In [None]:
#| default_exp prune.pruner

In [None]:
#| export
import torch
import torch.nn as nn
import torch.nn.functional as F
import torch_pruning as tp
from torch_pruning.pruner import function

import pickle
from itertools import cycle
from fastcore.basics import store_attr, listify, true
from fasterai.core.criteria import *
from fastai.vision.all import *


from torch_pruning.pruner.algorithms.scheduler import linear_scheduler
from torch.fx import symbolic_trace

In [None]:
#| include: false
from nbdev.showdoc import *

In [None]:
#| export
class Pruner():
    "Structured pruning for neural networks using torch_pruning"
    def __init__(self, model, pruning_ratio, context, criteria, schedule=linear_scheduler, ignored_layers=None, example_inputs=torch.randn(1, 3, 224, 224), *args, **kwargs):
        store_attr()
        self.num_heads = {}
        if not self.ignored_layers: self.get_ignored_layers(self.model)
        if self.pruning_ratio>1: self.pruning_ratio = self.pruning_ratio/100
        if not (0 < self.pruning_ratio <= 1):
            raise ValueError(f"pruning_ratio must be in range (0, 1], got {self.pruning_ratio}")
        self.pruner = tp.pruner.MetaPruner(
        self.model,
        example_inputs=self.example_inputs.to(next(self.model.parameters()).device),
        importance=self.group_importance,
        pruning_ratio=self.pruning_ratio, 
        ignored_layers=self.ignored_layers,
        global_pruning=True if self.context=='global' else False,
        num_heads = self.num_heads,
        iterative_pruning_ratio_scheduler=self.schedule,
        *args, 
        **kwargs
        )
          
    def prune_model(self):
        "Execute one pruning step and restore attention layer configurations"
        self.pruner.step()
        self.restore_attention_layers()


    def get_linear_layers_to_ignore(self, 
                                    model: nn.Module  # The model to analyze
    ):
        "Find and ignore output Linear layers to preserve model output dimensions"
        traced = symbolic_trace(model)
        for node in traced.graph.nodes:
            if node.op == "output":  # Identify the output
                for input_node in node.all_input_nodes:
                    if input_node.target:  # Find the corresponding layer
                        module = dict(model.named_modules()).get(input_node.target)
                        if isinstance(module, torch.nn.Linear):
                            self.ignored_layers.append(module)
                            print(f"Ignoring output layer: {module}")

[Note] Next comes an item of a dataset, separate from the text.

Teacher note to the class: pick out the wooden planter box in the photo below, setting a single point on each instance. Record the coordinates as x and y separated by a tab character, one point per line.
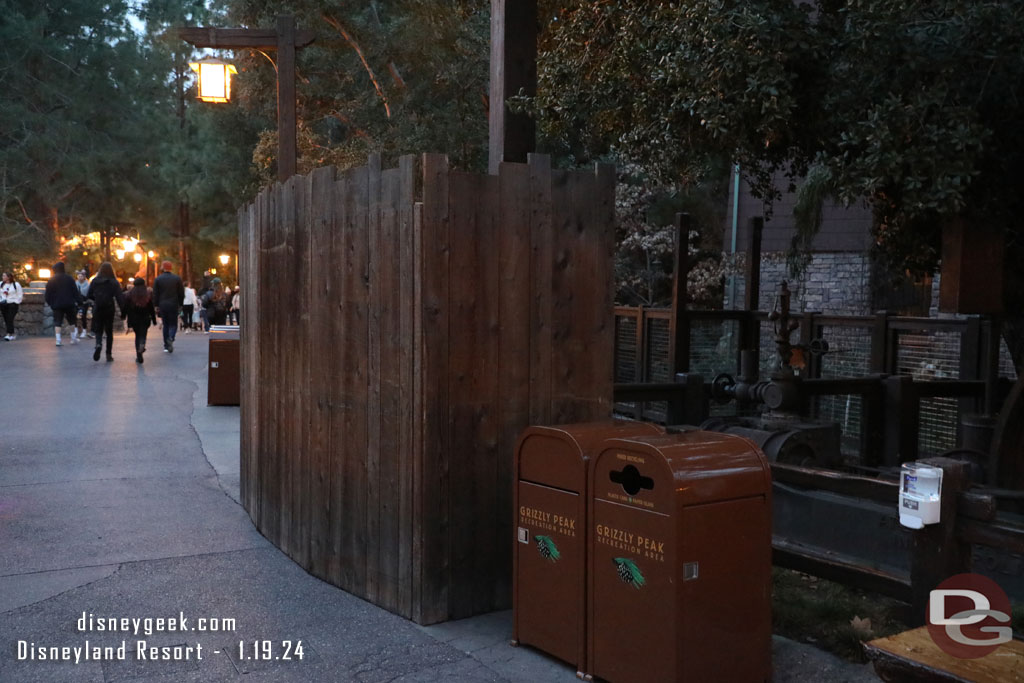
396	343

    def get_attention_layers_to_ignore(self, 
                                       model: nn.Module  # The model to analyze
    ):
        "Find and ignore attention layers (qkv projections) to preserve attention structure"
        for module in model.modules():
            if hasattr(module, 'num_heads'):
                if hasattr(module, 'qkv'):
                    self.ignored_layers.append(module.qkv)
                    self.num_heads[module.qkv] = module.num_heads
                    print(f"Attention layer ignored: {module.qkv}, num_heads={module.num_heads}")
                elif hasattr(module, 'qkv_proj'):
                    self.ignored_layers.append(module.qkv_proj)
                    self.num_heads[module.qkv_proj] = module.num_heads
                    print(f"Attention layer ignored: {module.qkv_proj}, num_heads={module.num_heads}")

    
    def get_ignored_layers(self, 
                           model: nn.Module  # The model to analyze
    ):
        "Build list of layers to ignore during pruning"
        self.ignored_layers = []
        self.get_linear_layers_to_ignore(model)
        self.get_attention_layers_to_ignore(model)
        print(f"Total ignored layers: {len(self.ignored_layers)}")
    
                
    def restore_attention_layers(self):
        "Restore num_heads and head_dim attributes after pruning attention layers"
        for m in self.model.modules():
            if hasattr(m, 'num_heads'):
                if hasattr(m, 'qkv'):
                    m.num_heads = self.num_heads[m.qkv]
                    m.head_dim = m.qkv.out_features // (3 * m.num_heads)
                elif hasattr(m, 'qkv_proj'):
                    m.num_heads = self.num_heads[m.qkv_proj]
                    m.head_dim = m.qkv_proj.out_features // (3 * m.num_heads)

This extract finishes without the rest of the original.